XOM’s premium valuation additionally leads to a relatively weak shareholder yield – not in absolute phrases, however in relative phrases. Whereas a 7% shareholder yield may be very strong, the 13%-16% shareholder yields of XOM’s friends are much more engaging, in fact.
Takeaway
Exxon Mobil Company is the biggest (Western) oil firm and one of many strongest for positive. Its efficiency has been nice, and its technique of specializing in property comparable to Guyana is paying off. The Q1 outcomes had been extremely compelling as nicely, and I imagine that XOM can rightfully be known as the king within the vitality area.

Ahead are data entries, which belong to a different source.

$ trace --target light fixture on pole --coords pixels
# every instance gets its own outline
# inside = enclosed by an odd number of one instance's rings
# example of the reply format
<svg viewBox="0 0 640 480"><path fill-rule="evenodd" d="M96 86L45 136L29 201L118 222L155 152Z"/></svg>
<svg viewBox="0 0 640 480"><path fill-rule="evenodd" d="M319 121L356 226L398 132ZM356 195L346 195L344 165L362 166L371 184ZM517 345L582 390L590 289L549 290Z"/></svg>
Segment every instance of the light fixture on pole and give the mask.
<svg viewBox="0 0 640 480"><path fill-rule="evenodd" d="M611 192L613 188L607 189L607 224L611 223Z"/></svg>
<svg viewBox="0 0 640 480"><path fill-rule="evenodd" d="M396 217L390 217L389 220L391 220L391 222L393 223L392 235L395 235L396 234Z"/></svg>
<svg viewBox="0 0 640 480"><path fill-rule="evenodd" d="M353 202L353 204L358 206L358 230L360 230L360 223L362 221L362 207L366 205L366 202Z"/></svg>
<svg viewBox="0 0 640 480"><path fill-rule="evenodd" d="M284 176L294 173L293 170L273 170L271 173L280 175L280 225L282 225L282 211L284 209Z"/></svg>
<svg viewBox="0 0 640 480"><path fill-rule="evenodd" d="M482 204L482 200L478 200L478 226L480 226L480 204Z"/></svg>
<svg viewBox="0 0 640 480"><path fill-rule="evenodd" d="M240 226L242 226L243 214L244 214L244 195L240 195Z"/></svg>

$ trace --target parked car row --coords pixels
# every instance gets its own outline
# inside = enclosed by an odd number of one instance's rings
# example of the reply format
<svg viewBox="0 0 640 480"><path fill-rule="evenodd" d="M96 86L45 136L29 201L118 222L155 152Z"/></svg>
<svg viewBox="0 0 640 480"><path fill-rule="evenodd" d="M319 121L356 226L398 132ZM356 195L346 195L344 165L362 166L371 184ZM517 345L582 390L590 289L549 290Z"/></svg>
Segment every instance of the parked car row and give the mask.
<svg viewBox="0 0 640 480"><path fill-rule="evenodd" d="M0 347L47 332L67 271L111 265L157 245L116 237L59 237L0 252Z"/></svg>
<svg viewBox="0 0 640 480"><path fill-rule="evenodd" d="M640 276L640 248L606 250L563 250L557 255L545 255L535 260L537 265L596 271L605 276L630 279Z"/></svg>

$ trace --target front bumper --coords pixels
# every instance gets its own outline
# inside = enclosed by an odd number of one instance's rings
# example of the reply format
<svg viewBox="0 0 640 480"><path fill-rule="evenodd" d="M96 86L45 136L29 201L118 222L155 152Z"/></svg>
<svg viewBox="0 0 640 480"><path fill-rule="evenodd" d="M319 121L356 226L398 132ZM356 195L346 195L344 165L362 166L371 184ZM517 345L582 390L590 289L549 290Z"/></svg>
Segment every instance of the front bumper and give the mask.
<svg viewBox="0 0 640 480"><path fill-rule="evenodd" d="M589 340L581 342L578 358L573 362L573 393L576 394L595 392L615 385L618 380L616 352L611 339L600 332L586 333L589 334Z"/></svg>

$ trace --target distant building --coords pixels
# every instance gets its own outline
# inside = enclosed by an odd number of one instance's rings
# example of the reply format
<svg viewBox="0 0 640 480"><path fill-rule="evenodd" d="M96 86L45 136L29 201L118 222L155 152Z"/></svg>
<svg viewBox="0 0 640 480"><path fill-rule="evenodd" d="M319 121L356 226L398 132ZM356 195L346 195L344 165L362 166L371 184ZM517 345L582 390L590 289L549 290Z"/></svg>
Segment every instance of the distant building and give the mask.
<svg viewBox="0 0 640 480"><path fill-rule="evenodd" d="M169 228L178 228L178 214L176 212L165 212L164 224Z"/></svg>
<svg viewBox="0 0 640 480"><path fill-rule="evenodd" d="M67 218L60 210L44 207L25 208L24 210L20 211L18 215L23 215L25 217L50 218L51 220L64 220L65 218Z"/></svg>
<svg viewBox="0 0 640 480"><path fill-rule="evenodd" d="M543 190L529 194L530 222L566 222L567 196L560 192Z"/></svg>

However with a few of its friends buying and selling at exceptionally low valuations, whereas Exxon Mobil Company is significantly costlier, I nonetheless favor to carry its cheaper, higher-yielding friends, though I might certainly swap to Exxon Mobil Company in case they had been to commerce at related valuations and yields.
Editor’s Notice: This text discusses a number of securities that don’t commerce on a significant U.S. change. Please pay attention to the dangers related to these shares.